To tackle this problem we have to adopt modern technology to treat the water before it could reach our rivers. We also need to impose strict laws against industries like leather and chemical products.

3. Infrastructure and admissible exploitation of water bodies :-

Development of infrastructures like Dams and Hydro power projects etc restricted the natural flow of rivers and badly affected the river’s process of self cleaning.

To tackle this problem we need to maintain the natural flow of rivers and for this we need to fix a minimum water level for the rivers according to their need.

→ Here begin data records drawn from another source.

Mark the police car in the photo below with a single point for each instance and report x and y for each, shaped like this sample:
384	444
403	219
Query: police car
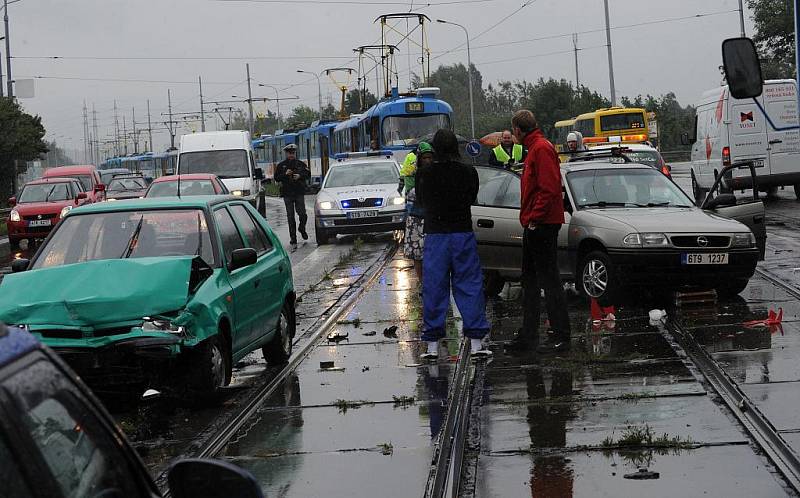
359	195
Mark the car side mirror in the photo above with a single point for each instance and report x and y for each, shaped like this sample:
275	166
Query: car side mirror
195	477
240	258
742	68
721	200
20	264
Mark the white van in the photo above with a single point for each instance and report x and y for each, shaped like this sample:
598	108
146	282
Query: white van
729	130
227	154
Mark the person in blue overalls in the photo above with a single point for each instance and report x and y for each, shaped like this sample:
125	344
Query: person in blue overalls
446	191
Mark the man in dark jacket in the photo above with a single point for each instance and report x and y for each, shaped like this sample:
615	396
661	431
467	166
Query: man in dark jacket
446	190
541	215
293	174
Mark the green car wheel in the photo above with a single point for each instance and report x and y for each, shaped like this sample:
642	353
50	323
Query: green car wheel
279	349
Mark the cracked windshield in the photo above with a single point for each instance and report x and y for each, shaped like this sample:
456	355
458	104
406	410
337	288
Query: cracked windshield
459	248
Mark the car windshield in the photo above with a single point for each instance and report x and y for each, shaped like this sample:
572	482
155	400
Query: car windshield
123	184
127	234
350	175
188	187
223	163
86	181
411	129
46	192
646	157
616	187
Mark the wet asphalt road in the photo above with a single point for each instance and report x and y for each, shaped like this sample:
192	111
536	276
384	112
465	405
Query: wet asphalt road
552	426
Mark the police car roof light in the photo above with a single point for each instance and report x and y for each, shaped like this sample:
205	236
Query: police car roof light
341	156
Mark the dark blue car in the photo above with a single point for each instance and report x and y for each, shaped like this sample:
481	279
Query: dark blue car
57	440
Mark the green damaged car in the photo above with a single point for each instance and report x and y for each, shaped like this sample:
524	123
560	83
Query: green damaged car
162	293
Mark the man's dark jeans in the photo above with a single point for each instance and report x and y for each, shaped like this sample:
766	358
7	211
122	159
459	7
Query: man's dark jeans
295	203
540	271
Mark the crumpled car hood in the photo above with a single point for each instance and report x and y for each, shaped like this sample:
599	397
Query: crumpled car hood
96	292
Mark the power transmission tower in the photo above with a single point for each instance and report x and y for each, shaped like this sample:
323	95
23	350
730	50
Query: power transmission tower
96	138
150	127
575	46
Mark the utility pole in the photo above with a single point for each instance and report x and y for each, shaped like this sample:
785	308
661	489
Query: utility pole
741	18
150	127
135	135
116	131
202	114
170	124
85	135
9	81
575	45
610	58
249	101
96	138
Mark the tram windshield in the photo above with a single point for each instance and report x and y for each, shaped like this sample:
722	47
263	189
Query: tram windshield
411	129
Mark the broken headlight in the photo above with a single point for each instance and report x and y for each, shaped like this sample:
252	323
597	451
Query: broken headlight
161	325
744	239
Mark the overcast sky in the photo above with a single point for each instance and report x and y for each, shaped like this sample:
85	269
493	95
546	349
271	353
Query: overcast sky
123	40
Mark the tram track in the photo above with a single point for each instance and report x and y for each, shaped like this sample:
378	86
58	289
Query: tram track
444	478
218	440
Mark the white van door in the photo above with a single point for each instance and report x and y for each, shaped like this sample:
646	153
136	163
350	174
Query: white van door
747	132
780	101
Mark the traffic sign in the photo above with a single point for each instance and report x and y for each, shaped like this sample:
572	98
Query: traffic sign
473	148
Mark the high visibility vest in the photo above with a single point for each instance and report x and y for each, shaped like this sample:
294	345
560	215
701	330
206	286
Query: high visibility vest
502	156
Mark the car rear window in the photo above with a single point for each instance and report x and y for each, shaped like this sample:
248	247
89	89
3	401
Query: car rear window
133	234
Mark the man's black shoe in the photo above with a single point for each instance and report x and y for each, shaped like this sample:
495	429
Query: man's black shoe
554	344
521	344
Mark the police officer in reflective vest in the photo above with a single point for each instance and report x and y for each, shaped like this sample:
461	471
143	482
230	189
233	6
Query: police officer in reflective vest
507	154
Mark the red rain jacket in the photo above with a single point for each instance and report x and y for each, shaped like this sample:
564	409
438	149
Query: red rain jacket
542	202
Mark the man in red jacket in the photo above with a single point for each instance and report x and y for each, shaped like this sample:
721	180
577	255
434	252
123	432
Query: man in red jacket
541	214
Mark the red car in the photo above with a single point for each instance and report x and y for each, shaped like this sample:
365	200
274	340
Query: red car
40	206
87	175
191	184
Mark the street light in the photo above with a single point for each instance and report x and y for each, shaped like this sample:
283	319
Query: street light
469	75
319	89
277	101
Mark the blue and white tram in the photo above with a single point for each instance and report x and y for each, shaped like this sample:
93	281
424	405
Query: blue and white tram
397	123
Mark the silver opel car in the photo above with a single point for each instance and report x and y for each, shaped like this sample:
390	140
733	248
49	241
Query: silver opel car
626	226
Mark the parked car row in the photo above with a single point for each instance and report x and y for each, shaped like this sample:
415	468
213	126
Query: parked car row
42	203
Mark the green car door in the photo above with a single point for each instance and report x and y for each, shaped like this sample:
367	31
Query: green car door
246	283
271	267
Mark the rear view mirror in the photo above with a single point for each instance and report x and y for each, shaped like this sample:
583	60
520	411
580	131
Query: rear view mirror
721	200
742	68
242	257
19	264
196	477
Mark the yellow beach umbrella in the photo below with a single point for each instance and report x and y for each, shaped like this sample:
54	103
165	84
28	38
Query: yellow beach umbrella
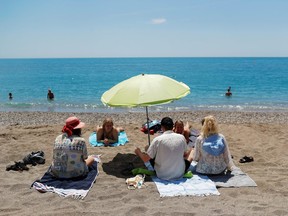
145	90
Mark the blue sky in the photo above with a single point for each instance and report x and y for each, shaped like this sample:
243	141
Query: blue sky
146	28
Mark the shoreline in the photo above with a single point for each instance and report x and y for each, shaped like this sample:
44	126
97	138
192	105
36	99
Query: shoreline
52	118
257	134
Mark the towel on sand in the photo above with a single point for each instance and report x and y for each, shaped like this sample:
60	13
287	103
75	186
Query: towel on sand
77	188
195	186
198	185
201	185
122	140
236	178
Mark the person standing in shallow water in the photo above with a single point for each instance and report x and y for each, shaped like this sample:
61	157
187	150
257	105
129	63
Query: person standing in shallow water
228	93
50	95
10	96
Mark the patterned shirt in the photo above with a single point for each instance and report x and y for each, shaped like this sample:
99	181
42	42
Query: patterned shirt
212	155
69	156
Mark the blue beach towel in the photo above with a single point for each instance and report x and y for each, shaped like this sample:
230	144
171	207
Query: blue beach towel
122	140
77	188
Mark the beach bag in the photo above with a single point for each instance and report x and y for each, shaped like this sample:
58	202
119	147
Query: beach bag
34	158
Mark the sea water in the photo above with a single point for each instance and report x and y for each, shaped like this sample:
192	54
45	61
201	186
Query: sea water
257	84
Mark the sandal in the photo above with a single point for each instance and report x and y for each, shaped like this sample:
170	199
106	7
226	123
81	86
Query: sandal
143	171
246	159
18	166
128	171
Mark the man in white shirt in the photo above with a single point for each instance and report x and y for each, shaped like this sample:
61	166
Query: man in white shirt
166	153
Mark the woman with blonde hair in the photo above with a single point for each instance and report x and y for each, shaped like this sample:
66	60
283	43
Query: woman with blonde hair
211	149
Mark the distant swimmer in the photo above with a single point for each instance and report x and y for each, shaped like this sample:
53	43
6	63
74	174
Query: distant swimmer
228	93
50	95
10	96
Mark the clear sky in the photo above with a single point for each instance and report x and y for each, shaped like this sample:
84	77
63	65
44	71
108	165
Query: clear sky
143	28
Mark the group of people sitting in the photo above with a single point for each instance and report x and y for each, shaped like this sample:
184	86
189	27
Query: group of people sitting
171	158
168	153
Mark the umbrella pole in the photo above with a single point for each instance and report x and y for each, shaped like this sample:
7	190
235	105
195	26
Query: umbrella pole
148	125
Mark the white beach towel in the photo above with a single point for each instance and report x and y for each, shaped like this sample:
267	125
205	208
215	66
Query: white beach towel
195	186
198	185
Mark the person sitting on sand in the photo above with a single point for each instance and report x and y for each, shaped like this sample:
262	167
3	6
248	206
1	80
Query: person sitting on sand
181	129
108	134
50	95
166	153
70	157
211	149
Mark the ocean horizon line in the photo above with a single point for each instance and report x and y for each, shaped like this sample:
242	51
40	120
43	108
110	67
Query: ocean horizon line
138	57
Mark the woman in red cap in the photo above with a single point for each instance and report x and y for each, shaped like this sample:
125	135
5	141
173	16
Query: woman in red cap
70	157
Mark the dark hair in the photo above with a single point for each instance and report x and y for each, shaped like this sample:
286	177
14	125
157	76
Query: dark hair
167	123
77	131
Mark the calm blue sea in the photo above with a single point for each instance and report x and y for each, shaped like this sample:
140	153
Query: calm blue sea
257	84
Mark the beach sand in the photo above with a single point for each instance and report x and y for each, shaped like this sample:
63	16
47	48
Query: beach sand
261	135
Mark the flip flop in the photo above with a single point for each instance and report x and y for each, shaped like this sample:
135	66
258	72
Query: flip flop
143	171
128	170
246	159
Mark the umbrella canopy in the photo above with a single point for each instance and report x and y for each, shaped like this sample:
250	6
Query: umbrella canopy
145	90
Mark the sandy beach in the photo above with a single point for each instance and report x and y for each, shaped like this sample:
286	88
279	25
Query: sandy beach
261	135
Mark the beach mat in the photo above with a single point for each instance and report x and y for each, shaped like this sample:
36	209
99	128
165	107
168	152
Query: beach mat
76	188
122	140
236	178
195	186
198	185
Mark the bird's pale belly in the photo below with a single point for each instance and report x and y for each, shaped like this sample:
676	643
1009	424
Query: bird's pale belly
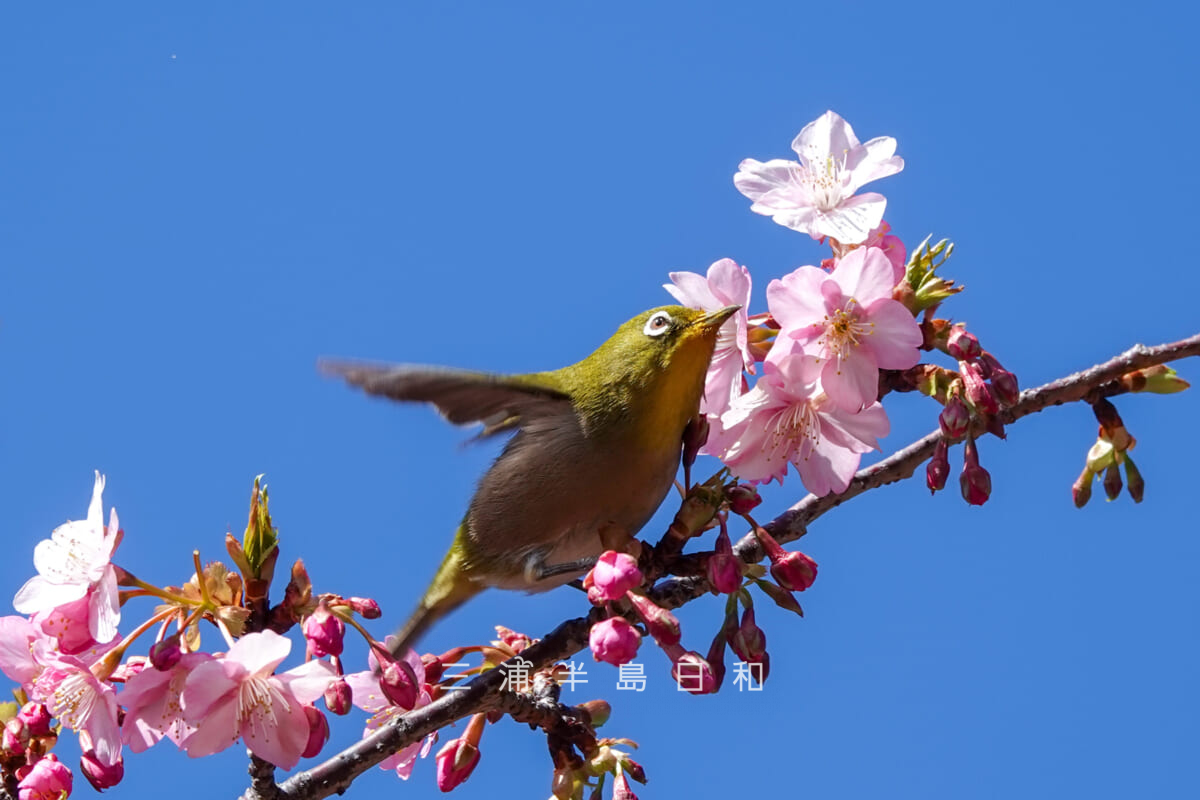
561	504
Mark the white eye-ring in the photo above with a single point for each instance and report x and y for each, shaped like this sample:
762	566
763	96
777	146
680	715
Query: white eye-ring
658	324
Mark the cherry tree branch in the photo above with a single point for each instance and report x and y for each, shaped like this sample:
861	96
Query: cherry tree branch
484	692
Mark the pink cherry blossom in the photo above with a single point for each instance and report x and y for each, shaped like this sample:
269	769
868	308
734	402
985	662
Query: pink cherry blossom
153	704
48	780
238	696
816	194
79	699
613	641
613	575
17	637
70	624
726	284
892	246
786	419
370	697
847	319
72	564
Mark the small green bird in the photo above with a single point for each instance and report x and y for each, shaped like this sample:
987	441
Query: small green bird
595	451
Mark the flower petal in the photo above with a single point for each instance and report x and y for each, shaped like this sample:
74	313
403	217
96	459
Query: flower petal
852	383
865	275
309	680
281	741
209	687
693	290
827	136
41	594
852	221
755	178
261	653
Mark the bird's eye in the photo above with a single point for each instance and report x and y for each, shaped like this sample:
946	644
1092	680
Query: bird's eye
658	324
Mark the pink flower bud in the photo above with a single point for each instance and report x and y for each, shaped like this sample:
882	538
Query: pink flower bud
318	732
795	571
324	631
963	346
397	681
955	419
511	639
166	654
36	717
975	480
978	392
101	776
1003	386
613	641
694	674
724	569
613	575
939	468
15	738
456	761
48	780
743	498
660	623
364	607
339	697
748	641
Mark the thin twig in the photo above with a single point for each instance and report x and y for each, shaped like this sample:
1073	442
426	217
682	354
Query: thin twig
484	692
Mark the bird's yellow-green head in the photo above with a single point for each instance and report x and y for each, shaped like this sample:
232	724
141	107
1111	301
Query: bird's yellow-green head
652	367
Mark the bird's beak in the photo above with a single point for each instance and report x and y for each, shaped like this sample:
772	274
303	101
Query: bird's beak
714	319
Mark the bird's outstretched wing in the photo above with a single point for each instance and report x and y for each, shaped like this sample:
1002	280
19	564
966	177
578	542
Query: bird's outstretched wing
498	402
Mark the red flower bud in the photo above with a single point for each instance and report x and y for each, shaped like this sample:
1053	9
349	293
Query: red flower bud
748	641
166	654
36	717
963	346
955	419
613	641
795	571
324	631
48	777
101	776
660	623
339	697
939	468
613	575
365	607
724	569
743	498
456	762
975	480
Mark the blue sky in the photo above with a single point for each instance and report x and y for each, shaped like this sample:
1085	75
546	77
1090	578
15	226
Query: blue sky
199	200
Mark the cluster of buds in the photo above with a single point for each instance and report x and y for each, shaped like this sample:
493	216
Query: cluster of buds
979	390
1110	452
575	776
615	639
1107	457
922	288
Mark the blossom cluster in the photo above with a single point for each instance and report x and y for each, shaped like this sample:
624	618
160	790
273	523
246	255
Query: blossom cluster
71	666
828	329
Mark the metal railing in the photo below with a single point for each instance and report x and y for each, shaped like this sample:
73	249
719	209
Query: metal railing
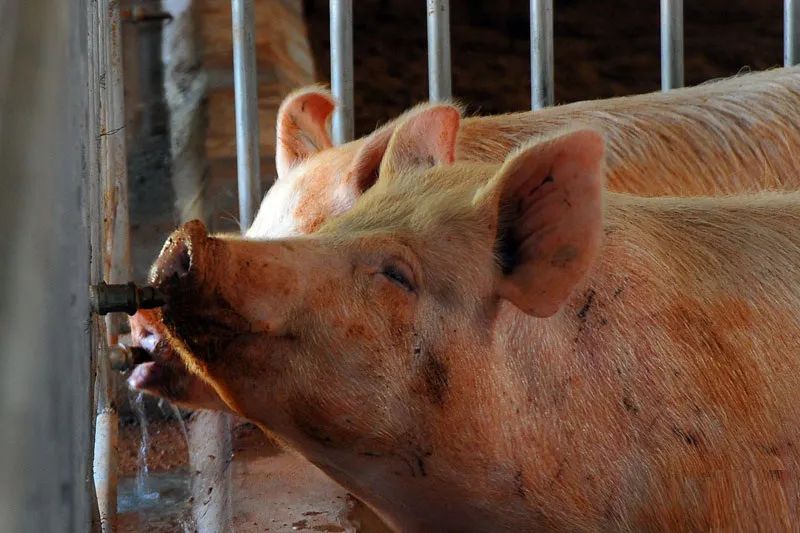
542	70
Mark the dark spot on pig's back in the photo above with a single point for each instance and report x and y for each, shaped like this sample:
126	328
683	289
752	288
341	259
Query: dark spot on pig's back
435	377
689	437
583	312
564	256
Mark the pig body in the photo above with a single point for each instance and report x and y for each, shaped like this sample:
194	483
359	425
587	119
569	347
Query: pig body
730	136
469	349
724	137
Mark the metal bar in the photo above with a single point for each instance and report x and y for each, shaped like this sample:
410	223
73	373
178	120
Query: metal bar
671	44
342	70
439	73
116	248
246	94
791	33
542	80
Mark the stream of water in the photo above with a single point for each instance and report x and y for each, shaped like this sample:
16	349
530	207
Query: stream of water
161	499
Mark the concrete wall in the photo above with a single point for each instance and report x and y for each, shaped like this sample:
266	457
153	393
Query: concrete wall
45	372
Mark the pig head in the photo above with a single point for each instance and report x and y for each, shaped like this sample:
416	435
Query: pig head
314	183
369	346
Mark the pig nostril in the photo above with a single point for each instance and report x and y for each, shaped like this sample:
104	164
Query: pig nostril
184	259
178	260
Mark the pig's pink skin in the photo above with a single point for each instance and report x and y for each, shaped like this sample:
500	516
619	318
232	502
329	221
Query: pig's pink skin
725	137
731	136
648	383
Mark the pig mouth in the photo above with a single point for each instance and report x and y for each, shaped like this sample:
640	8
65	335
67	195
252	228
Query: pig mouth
161	372
205	324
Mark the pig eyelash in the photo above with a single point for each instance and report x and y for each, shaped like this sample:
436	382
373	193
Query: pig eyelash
398	276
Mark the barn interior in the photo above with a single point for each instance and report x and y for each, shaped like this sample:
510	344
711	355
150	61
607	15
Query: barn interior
185	471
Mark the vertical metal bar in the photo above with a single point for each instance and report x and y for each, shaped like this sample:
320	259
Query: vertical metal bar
542	78
246	94
342	69
439	74
791	33
671	44
116	247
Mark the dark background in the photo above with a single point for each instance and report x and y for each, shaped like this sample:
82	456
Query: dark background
602	49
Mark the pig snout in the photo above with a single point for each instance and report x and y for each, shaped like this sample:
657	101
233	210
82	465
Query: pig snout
191	273
179	258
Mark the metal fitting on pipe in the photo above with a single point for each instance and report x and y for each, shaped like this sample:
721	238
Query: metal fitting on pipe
123	358
129	298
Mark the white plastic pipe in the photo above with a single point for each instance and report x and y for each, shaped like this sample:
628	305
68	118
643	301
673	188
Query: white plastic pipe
246	95
439	73
342	125
791	33
542	76
671	44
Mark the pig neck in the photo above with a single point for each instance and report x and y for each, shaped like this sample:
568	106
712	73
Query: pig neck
669	135
662	351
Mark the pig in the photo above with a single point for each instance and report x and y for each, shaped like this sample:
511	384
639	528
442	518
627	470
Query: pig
725	137
474	347
729	136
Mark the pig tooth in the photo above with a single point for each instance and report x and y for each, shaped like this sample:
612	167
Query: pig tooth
149	342
144	375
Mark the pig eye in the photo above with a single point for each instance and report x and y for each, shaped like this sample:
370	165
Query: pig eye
399	275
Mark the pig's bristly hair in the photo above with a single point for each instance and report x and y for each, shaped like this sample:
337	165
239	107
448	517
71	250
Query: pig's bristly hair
729	136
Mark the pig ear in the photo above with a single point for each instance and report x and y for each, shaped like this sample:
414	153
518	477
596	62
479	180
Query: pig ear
433	131
302	127
424	139
547	200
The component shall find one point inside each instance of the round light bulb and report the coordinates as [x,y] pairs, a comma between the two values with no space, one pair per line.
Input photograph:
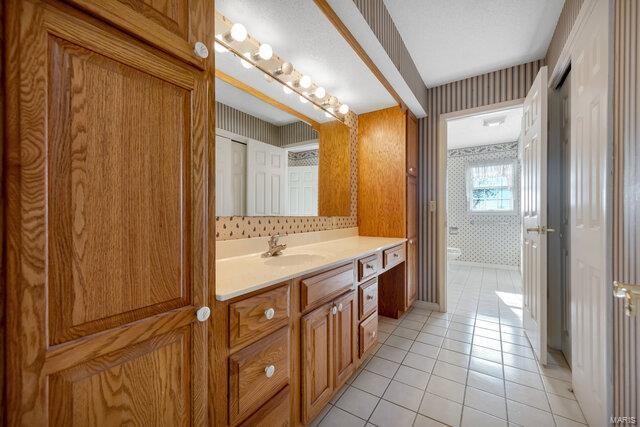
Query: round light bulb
[219,48]
[238,32]
[265,51]
[246,64]
[305,82]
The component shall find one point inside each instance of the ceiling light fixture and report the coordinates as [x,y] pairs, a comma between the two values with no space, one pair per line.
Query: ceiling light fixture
[238,32]
[305,82]
[234,38]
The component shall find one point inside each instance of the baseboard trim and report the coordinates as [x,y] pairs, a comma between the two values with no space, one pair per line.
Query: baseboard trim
[484,264]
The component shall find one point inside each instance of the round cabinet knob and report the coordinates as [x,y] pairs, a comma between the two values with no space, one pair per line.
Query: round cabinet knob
[269,371]
[201,50]
[203,313]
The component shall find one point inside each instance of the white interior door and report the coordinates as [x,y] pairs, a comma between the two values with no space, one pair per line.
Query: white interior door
[238,178]
[223,177]
[303,190]
[534,215]
[266,176]
[590,289]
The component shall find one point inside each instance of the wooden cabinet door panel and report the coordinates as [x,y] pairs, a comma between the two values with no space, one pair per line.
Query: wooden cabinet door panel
[172,25]
[412,207]
[412,145]
[412,271]
[106,170]
[317,361]
[344,333]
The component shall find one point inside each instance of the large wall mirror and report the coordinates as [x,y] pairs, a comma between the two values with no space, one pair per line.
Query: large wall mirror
[279,152]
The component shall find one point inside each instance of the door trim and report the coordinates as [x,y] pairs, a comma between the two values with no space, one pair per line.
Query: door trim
[441,208]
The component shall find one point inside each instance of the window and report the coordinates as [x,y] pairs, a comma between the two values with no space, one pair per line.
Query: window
[490,187]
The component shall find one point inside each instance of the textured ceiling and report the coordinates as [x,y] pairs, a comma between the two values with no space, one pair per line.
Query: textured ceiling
[301,34]
[241,100]
[454,39]
[470,131]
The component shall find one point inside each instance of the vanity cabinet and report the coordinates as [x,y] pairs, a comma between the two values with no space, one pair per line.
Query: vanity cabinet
[329,352]
[388,198]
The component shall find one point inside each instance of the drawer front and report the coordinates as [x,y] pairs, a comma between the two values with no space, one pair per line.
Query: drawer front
[367,298]
[323,287]
[275,413]
[368,333]
[368,267]
[393,256]
[258,316]
[257,373]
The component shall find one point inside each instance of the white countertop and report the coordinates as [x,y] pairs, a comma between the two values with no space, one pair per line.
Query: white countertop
[239,275]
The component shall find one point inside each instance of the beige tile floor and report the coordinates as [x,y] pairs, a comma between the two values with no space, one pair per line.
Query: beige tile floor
[470,367]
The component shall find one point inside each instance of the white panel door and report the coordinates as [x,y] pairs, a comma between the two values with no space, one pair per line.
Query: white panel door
[238,178]
[224,206]
[303,190]
[590,288]
[534,215]
[266,176]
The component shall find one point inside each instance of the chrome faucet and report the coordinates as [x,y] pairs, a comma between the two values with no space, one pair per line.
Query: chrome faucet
[274,248]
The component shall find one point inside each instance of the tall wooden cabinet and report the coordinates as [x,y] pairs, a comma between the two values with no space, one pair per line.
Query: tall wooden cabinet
[387,196]
[107,148]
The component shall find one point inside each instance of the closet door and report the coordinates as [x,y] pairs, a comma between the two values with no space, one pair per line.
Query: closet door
[105,225]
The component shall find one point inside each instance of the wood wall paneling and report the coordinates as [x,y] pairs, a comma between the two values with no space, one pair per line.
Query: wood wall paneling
[498,86]
[626,204]
[381,154]
[334,184]
[105,204]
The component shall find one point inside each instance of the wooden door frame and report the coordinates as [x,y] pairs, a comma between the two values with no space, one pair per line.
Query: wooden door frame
[441,214]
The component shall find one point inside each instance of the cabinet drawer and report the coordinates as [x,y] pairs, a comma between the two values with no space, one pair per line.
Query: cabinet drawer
[368,333]
[257,373]
[258,316]
[393,256]
[325,286]
[368,267]
[275,413]
[367,298]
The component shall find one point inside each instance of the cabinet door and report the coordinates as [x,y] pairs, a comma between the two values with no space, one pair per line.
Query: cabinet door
[412,145]
[345,337]
[106,192]
[412,207]
[317,361]
[412,271]
[171,25]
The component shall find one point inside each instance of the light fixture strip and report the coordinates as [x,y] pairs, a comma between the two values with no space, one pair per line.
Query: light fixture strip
[275,59]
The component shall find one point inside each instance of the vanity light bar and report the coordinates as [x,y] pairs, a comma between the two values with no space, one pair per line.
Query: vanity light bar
[252,53]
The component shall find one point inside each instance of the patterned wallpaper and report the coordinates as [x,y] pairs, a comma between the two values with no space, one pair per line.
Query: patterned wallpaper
[483,238]
[497,86]
[303,158]
[241,123]
[241,227]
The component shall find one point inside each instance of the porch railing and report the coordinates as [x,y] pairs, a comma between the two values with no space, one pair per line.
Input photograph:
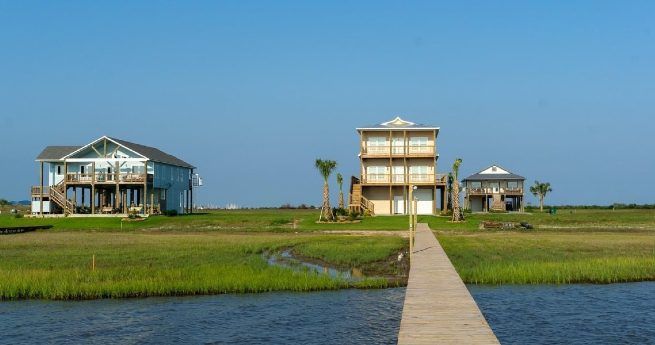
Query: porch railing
[397,150]
[108,177]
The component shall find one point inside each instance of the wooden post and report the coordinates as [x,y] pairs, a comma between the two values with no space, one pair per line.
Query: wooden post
[145,188]
[191,190]
[41,192]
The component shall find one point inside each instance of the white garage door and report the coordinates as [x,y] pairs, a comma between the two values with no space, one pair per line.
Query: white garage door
[424,203]
[476,204]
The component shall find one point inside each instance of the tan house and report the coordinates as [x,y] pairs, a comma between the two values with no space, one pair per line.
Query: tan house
[494,189]
[395,156]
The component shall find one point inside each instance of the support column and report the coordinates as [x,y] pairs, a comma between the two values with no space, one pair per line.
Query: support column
[41,192]
[93,188]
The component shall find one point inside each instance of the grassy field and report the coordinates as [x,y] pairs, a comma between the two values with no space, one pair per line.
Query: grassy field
[267,220]
[551,257]
[57,265]
[220,252]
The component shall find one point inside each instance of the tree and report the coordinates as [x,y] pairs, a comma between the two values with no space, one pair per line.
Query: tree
[326,167]
[340,183]
[457,213]
[540,190]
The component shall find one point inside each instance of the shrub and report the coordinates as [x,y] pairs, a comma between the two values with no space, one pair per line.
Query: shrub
[170,213]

4. Agricultural activities and organic farming :-

Agriculture is a leading source of pollution as today we tend to use chemicals in agriculture which may contain particles like nitrate and phosphorus and various other harmful elements and causes groundwater pollution. According to various surveys in India and Africa, 20-50% of wells contain nitrate levels greater than 50 mg/1 and in some cases as high as several hundred milligrams per litre. 

The way forward goes through awareness in rural areas about the impact of chemicals on groundwater quality, we can also encourage them to move towards organic farming in order to reduce the role of agriculture in water pollution.


The world has only a little fraction of total water on earth as drinking water. Today a considerable number of people don’t have pure drinking water, as the latest study of United Nations about drinking water quality says that preliminary assessment of the water quality situation in rivers in Latin America, Africa and Asia, A Snapshot of the World’s Water Quality, estimates that severe pathogenic pollution affects around one-third of all rivers, severe organic pollution around one-seventh of all rivers, and severe and moderate salinity pollution around one-tenth of all rivers in these regions.

Today the problem of water pollution has crossed the level and we are likely to reach the extremity, therefore we need to work for our upcoming generations so they could have pure water. It is not easy to fight alone but we need to take the problem of water pollution as a prime concern. We can start from ourselves taking an oath to keep our local water bodies clean and free from pollution and with the power of electorate we can also make it a prime concern of top leaderships, in India, the projects like Namami Gange mission and the revival of river Thames shows that we can win the fight against water pollution.